Aided by brother Tom, Stu Cook and Doug Clifford he would indeed add volume after volume to the corpus of classic Americana.

No one in his generation had a better grasp of the visceral power of Rock ‘n’ Roll. And, as you listen to his take on Susie Q, it’s clear no one could match him for emulating that visceral power.

Our final date with Susie comes courtesy of Johnny Winter. Johnny with his trusty Gibson Firebird Guitars called up electric storms of sound every time he played.

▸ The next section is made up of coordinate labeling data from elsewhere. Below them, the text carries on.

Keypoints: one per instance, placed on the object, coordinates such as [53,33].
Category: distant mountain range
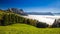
[40,13]
[17,11]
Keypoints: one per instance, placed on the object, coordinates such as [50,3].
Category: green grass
[27,29]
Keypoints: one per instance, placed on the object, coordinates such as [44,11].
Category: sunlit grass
[27,29]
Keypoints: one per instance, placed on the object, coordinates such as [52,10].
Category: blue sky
[32,5]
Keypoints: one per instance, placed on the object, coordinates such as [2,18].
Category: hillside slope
[27,29]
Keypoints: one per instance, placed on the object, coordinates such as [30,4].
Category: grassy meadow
[27,29]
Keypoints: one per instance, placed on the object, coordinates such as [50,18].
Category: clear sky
[32,5]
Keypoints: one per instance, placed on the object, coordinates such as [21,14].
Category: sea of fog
[49,19]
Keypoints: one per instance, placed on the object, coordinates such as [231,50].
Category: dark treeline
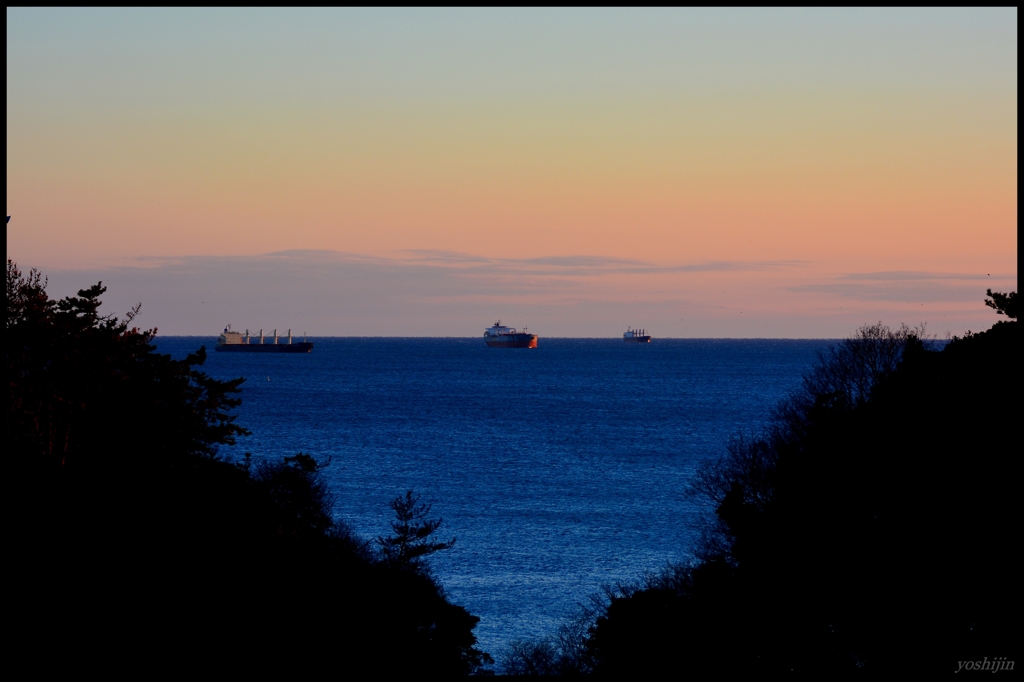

Growing up in post war Beaumont Texas he immersed himself in The Blues while attending closely to the finger picking miracles of Chet Atkins and Merle Travis.

Johnny loved nothing more than to find a song or a Riff that he could really stretch out on. And, when he found one like Susie Q barns all across America began to combust and light up the night sky!

I confidently predict that there will never be a time when a Guitarist with a mean glint in his eye won’t hit that Susie Q Riff and think .. Now you’ll be true! Now you’ll be Mine! Oh Susie Q!

Notes:

I never got to see James Burton play with Elvis. But, I did see Emmylou Harris’ London debut back in 1975 and I remember the special ovation James received when introduced by Emmylou.

It seemed as if several generations of Guitar afficianados had assembled to watch, admire and applaud the master to the rafters.

Dale Hawkins, who died in 2010 aged 73, is a more considerable figure than his Chart listings suggest.

His early work is captured on the Ace Records collection, ‘Dale Hawkins, Rock ‘n’ Roll Tornado’.

His gifts as a songwriter and singer are particularly well reflected in the Albums, ‘Memphis & Tyler, Texas’ and ‘Back Down to Louisiana’.